Grasshooper Pass hike begins at a trailhead along the Pacific Crest Trail just south of Hart's Pass. The entire hike is on the PCT and offers some of the very best vistas of the northern Cascade Mountains.

This is a particularily rewarding hike in that not only is the hiker surrounded by world class mountain vistas, but the hike itself is relatively easy. I say relatively, because I label this hike as challenging, but for a ten miler in the middle of the northern Cascades, this is a very comfortable hike.

The hike is almost entirely out in the open and along various ridgelines and across various meadows and snowfields. There is a considerable amount of up and down, but the total elevation gain for the entire trip, out and back, is only about 1700'.

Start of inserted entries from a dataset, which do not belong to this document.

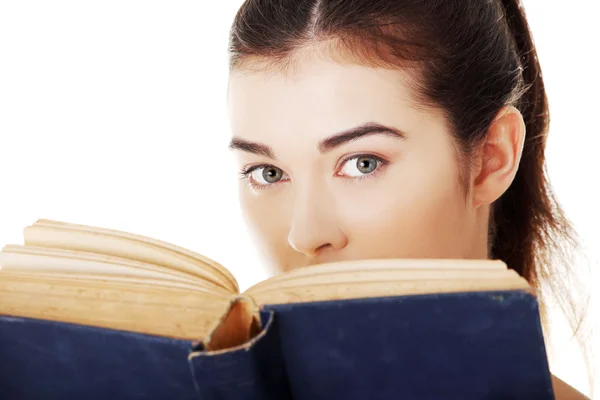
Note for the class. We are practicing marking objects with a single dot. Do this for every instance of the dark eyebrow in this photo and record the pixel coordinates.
(368, 129)
(332, 142)
(251, 147)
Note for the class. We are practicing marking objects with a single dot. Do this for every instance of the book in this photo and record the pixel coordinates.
(90, 312)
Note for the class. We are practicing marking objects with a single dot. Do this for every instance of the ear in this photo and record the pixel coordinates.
(499, 156)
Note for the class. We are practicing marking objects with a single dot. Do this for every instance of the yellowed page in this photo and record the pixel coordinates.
(40, 259)
(56, 234)
(137, 307)
(379, 278)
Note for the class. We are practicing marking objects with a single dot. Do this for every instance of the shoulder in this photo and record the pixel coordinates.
(563, 391)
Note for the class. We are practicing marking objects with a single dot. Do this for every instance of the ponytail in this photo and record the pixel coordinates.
(531, 233)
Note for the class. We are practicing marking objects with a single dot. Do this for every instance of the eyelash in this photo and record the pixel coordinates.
(245, 173)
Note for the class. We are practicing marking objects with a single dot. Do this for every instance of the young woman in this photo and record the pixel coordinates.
(393, 129)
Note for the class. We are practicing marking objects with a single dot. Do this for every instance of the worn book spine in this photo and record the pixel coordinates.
(486, 345)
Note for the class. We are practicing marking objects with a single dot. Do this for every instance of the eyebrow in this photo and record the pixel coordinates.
(325, 145)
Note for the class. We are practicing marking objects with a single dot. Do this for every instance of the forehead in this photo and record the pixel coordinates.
(316, 97)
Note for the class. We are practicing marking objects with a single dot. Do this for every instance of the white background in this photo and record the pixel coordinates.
(112, 113)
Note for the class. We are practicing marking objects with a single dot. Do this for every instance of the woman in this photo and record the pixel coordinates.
(392, 128)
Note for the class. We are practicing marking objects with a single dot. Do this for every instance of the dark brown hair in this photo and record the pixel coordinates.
(470, 59)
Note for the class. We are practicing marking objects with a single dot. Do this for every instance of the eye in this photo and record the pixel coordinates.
(362, 165)
(264, 175)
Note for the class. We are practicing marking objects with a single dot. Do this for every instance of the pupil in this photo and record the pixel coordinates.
(271, 175)
(366, 165)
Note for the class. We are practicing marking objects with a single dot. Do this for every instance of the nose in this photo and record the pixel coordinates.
(315, 226)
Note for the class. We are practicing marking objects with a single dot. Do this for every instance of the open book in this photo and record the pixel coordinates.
(89, 311)
(106, 278)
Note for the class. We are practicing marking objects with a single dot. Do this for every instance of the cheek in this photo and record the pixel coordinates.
(267, 218)
(402, 214)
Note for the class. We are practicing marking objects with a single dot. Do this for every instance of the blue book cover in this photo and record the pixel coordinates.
(369, 330)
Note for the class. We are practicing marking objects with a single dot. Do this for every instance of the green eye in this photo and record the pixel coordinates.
(366, 165)
(272, 174)
(360, 166)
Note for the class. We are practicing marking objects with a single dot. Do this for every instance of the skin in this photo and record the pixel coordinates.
(309, 199)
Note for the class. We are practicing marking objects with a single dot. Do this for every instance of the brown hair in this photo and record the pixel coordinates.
(470, 58)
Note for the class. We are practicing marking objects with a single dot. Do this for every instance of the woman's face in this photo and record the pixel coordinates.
(341, 164)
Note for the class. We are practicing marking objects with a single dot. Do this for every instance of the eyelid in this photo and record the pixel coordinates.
(347, 158)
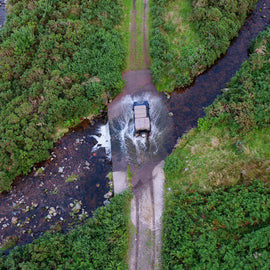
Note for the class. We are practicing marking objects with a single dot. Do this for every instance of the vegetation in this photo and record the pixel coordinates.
(218, 203)
(59, 61)
(101, 243)
(188, 36)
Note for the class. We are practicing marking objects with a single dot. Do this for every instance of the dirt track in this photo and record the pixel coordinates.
(148, 180)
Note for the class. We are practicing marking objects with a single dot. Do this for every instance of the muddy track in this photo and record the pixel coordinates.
(139, 42)
(146, 216)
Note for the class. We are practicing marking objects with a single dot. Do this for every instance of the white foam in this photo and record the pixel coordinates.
(103, 141)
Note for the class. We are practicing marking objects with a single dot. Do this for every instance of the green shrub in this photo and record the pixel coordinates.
(101, 243)
(59, 62)
(196, 33)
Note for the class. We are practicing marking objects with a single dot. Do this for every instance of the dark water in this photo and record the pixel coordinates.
(2, 13)
(74, 151)
(24, 211)
(187, 106)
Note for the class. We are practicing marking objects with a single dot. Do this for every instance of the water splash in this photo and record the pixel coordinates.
(103, 140)
(138, 149)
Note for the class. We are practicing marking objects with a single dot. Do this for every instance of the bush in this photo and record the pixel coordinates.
(59, 61)
(101, 243)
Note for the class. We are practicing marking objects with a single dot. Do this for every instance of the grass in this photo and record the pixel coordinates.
(72, 178)
(125, 29)
(140, 37)
(212, 158)
(181, 35)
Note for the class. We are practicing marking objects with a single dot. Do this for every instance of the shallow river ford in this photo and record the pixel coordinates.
(47, 199)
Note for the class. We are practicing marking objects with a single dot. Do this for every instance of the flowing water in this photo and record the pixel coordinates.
(86, 150)
(138, 150)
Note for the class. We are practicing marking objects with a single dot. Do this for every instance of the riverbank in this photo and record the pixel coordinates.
(217, 180)
(189, 36)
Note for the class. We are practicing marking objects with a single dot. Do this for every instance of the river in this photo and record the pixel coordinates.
(47, 199)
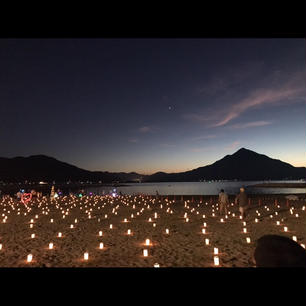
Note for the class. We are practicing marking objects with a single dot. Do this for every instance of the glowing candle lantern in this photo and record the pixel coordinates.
(216, 260)
(29, 258)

This is a high elevation hike and the trees are mostly mountain hemlock, fir, and larch. In late July and early August, the mountain wildflowers are abundant, but so are the snow fields.

Take plenty of water with you just in case the snow isn't providing the various creeks with run-off, but most likely it won't be a problem until late summer.

From the trailhead to Grasshopper Pass is about 5 miles. At about two miles the trail reachs the easter ridgeline of Tatie Peak, which if you have the time would be worthwhile scramble of only four hundred feet. Here you are standing on a ridge that divides the Slate Creek drainage to the north from the Trout Creek drainage to the south. At two and a half miles, the trail comes to another ridgeline which looks north into the South Slate Creek drainage. This entire hike from trailhead to Grasshopper Pass is mostly along a divide between the Slate Creek drainage to the north and the Trout Creek drainage to the south and east.

I hiked this wonderful hike in the middle of August and near the end I walked over a lot of snow. So, be prepared for and adventure that you will not likely forget.



Grasshopper Pass Pano
How to get there:

From Winthrop drive the North Cascades Highway (State Route 20) west for 13 miles to the Mazama turnoff just past milepost 180. From Marblemount follow SR 20 east for 73 miles. Proceed north for 0.5 mile to Mazama. Turn left (west) at the intersection, following the paved road to Harts Pass (Lost River Road). The pavement ends in 6.7 miles, and the road becomes Forest Road 54. Follow this harrowing, at times narrow road for 12 miles to Harts Pass. Turn left onto FR 54-500 (signed for Meadows Campground) and in 2 miles come to road end and trailhead.